Luckily, we don’t have to program this algorithm ourselves, since it is already provided by the python function scipy.cluster.vq.kmeans2. In the following, we will use this function to cluster our data. We will use the dimensionally reduced data that we got from PCA above. Also, since we saw that the data points seem to separate nicely into 5 clusters (in agreement with the 5 diagnosed tumor types, which we pretend not to know), we will ask the algorithm to find k = 5 clusters.

import scipy.cluster.vq as vq
k = 5    # choose number of clusters
centroid, lab = vq.kmeans2(projected, k)    # perform k-means clustering

The two outputs are: centroid, which is a 2-d array where each row represents the center of a cluster, and lab, which is a 1-d array where each entry is an index telling us which cluster each data point belongs to. We could use the lab indices to color our data points and plot the clustering result. (Note that the clusters are randomly ordered by k-means. We can reorder them to match the “true labels” we saw above.)

colormap = []
for cent in centroid:
    med = np.argmin(np.sum((projected - cent)**2, axis=1))   # find a point close to each center
    colormap.append(indices[med])    # find the true label for that point and use its index for the cluster
newindices = np.asarray(colormap)[lab]    # convert to new indices for all points
newcolors = np.asarray(cycle)[newindices]    # reorder labels
plt.figure(figsize=(6,6))
plt.scatter(projected[:,0], projected[:,2], s=3, c=newcolors)
plt.xlabel('PC1')
plt.ylabel('PC3')
plt.show()
../../_images/cancer_41_0.png

We see that the colors match very well with the clusters. You may notice some points that seem to wander into another cluster — that is because we are only plotting two dimensions, and the points that look overlapping may very well be separated in some other dimensions.

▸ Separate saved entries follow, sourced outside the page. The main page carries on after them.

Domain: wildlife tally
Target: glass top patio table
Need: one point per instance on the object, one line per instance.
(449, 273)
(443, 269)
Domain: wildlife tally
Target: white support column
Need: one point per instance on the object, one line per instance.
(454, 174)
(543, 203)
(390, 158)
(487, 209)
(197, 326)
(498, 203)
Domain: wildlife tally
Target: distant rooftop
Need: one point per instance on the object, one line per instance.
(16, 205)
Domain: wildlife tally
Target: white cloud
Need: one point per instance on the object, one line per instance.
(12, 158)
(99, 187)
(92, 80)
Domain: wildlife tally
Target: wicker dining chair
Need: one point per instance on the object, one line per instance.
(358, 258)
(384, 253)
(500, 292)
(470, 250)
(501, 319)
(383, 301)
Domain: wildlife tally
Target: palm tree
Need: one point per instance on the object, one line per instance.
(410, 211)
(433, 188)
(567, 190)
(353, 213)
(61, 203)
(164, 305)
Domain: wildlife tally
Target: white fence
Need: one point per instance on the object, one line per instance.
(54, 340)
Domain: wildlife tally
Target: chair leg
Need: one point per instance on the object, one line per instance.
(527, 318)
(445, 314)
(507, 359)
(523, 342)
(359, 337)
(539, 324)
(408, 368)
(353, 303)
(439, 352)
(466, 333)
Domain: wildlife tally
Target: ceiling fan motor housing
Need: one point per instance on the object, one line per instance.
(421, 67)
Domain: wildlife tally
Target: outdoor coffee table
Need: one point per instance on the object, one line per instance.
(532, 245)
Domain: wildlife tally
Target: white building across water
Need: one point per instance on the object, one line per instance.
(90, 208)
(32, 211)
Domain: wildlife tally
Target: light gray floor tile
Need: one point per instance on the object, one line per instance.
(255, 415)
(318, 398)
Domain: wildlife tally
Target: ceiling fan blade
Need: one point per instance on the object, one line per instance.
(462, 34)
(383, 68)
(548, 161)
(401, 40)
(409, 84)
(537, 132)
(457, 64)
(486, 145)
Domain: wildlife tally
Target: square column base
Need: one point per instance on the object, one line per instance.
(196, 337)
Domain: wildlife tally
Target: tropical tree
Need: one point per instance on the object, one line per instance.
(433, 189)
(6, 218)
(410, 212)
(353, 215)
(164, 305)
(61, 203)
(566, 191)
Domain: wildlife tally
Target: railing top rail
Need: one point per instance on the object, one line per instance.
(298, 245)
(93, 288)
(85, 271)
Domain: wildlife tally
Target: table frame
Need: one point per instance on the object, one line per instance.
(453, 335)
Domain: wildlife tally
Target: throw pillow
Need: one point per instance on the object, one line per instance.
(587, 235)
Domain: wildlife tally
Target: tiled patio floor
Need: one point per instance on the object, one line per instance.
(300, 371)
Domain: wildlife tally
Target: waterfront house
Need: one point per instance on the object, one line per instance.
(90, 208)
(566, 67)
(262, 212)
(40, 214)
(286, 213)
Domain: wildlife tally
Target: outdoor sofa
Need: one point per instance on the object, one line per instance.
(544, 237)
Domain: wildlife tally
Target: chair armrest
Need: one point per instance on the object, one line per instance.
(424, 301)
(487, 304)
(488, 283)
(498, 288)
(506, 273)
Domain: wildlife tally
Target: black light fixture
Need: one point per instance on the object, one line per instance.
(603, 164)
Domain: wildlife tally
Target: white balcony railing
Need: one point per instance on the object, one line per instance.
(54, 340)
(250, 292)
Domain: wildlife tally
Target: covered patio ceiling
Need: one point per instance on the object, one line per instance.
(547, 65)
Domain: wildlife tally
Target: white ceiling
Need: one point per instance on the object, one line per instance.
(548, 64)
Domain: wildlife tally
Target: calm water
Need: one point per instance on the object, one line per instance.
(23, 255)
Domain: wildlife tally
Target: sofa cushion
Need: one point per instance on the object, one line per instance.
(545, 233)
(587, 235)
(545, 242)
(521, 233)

Try plotting some other principal components yourself.

Finally, let us see how well we have clustered the data compared to the true labels. Let us highlight the points that are wrongly labeled.

wrong = (newindices != indices)

plt.figure(figsize=(6,6))
plt.scatter(projected[:,0], projected[:,2], s=3, c=newcolors)
plt.scatter(projected[wrong,0], projected[wrong,2], s=100, c='k', marker='X')
plt.xlabel('PC1')
plt.ylabel('PC3')
plt.show()
../../_images/cancer_44_0.png

It turns out that we only made 4 mistakes out of 801 data points. Also, it can be seen that the wrongly labeled data points lie near the boundary of the clusters, which makes the mistakes quite understandable.